A storm is set to move in across the UK bringing with it 75mph winds which could cause travel disruption and damage to buildings.
The Met Office has issued an amber wind warning for parts of north-east England and Scotland from Friday afternoon, lasting until Saturday morning as the result of Storm Arwen.
It says that flying debris leading to injuries or danger to life is "likely" with people also told to expect damage to trees and buildings, public transport cancellations, road and bridge closures, power cuts and large waves.
Yellow wind warnings are also in place across most western parts of the UK on Friday, extending to the rest of the country on Saturday.
Gusts are expected to reach 55 to 65 mph in parts of Scotland, Northern Ireland, Wales, south-west England and north-east England with the highest to be seen in coastal areas.
The Welsh girl's name was used in popular culture as a character in the Lord of the Rings, but loosely translates to "fair" or "white" and is pronounced "ahr-wenn", with a rolled r.
Stephen Dixon, a Met Office spokesman, said: "Storm Arwen has been named on the back of a deep low-pressure system moving to the north-east of the UK, which has brought about our amber wind warning on Friday.
"The worst affected areas will predominantly be on the coasts, with gusts of over 75mph bringing possible disruption to travel and longer journey times, power cuts, flying debris and large waves with beach material being thrown around.
"There is also a yellow warning of wind in place along the west coast of the UK from 9am on Friday, stretching from Scotland, through Northern Ireland and Wales and as far as south-west England.
"This reflects the impact Storm Arwen will have, with strong winds likely to occur into Saturday, when the warning is extended to most parts of the UK.
"The south-east and London, though fairly windy, are likely to escape the worst of the gusts and remain relatively calm in comparison to the rest of the country, which will certainly feel the impact of the storm."
He said Storm Arwen is moving in from the North Sea and will begin to travel south before easing on Sunday.
The Met Office names storms on the back of their potential impact, with Storm Arwen declared as the result of the amber wind warning.

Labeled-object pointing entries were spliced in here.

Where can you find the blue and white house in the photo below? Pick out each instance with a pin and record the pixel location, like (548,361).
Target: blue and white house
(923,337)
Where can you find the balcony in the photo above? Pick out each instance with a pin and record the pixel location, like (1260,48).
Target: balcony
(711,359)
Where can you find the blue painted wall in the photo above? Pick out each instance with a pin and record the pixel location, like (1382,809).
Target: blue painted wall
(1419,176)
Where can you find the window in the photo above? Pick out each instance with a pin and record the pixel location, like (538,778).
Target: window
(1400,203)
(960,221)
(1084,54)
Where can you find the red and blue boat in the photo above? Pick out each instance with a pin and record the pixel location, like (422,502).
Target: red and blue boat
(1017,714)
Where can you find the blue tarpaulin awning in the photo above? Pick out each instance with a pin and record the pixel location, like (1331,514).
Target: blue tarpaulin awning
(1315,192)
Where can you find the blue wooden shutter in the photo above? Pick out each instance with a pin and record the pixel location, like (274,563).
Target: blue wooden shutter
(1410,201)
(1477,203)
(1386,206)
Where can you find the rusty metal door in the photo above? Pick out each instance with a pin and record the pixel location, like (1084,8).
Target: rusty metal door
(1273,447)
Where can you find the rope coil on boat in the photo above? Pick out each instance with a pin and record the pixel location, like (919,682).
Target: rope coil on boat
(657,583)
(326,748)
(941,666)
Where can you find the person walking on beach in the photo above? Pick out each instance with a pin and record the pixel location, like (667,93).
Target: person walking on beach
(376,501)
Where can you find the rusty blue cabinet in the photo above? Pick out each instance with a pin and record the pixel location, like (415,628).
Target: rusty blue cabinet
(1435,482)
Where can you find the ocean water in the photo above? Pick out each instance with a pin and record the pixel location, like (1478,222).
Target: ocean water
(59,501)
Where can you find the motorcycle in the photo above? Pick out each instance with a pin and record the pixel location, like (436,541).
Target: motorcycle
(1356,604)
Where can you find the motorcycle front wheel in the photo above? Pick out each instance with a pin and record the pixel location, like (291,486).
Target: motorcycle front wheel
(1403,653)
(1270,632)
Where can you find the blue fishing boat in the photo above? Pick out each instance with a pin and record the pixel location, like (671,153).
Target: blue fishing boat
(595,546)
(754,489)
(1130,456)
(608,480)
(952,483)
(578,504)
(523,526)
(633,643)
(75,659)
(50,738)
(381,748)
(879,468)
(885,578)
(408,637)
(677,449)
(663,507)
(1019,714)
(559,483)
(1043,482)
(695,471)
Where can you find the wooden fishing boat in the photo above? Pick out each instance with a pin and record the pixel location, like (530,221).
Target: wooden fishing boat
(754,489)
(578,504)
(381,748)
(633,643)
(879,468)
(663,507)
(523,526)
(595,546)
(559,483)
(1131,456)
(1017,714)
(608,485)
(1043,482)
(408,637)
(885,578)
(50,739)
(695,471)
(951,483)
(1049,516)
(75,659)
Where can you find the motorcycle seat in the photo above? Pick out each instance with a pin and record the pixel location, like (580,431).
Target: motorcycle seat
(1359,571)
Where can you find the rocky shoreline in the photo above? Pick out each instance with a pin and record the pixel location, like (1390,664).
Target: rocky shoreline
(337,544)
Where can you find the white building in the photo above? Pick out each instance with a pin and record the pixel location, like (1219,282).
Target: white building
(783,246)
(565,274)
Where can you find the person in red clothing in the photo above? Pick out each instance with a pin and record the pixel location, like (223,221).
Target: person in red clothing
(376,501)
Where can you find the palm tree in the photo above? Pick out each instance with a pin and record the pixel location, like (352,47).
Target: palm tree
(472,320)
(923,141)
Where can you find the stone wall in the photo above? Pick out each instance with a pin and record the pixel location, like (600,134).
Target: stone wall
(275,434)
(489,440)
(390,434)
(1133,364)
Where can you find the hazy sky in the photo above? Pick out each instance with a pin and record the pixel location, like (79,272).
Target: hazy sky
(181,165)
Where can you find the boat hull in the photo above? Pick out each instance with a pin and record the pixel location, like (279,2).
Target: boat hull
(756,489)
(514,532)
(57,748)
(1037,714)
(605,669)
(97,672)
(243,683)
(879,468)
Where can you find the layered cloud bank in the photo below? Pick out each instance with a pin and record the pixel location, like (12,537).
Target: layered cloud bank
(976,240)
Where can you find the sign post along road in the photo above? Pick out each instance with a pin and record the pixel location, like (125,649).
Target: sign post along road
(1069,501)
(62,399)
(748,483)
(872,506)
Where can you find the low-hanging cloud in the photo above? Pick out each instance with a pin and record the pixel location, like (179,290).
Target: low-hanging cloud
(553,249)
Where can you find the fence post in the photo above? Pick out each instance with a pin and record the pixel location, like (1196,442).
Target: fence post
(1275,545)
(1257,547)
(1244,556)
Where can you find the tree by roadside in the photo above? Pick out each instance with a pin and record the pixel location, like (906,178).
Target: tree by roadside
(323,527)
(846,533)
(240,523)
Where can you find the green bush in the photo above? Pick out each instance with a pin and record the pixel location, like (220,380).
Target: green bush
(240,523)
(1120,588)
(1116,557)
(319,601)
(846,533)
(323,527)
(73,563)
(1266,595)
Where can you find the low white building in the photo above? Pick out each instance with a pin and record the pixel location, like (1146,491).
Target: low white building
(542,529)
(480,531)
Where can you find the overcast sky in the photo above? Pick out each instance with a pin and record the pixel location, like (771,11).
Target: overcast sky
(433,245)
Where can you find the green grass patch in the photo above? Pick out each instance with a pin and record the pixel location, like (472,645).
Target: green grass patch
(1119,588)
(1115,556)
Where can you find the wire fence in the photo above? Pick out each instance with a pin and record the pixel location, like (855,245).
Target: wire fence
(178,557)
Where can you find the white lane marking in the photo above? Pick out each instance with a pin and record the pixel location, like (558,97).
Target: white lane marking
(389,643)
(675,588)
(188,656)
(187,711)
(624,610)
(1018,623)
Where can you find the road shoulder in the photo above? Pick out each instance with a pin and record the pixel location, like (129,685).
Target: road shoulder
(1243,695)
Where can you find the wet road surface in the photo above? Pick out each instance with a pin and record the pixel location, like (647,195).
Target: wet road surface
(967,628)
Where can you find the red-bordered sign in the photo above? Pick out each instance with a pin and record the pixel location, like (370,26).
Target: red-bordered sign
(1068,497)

Mr Dixon added: "As Arwen causes disruption there will also be the chance of snow in the coming days, especially in the higher regions of Scotland and northern England.
"There may also be some snow in the lower ground region of northern England, though this is likely to be short-lived and fall in the form of sleet or wintry rain.
"It comes on the back of a fall in temperature, with parts of rural Scotland and England to drop below freezing during the night."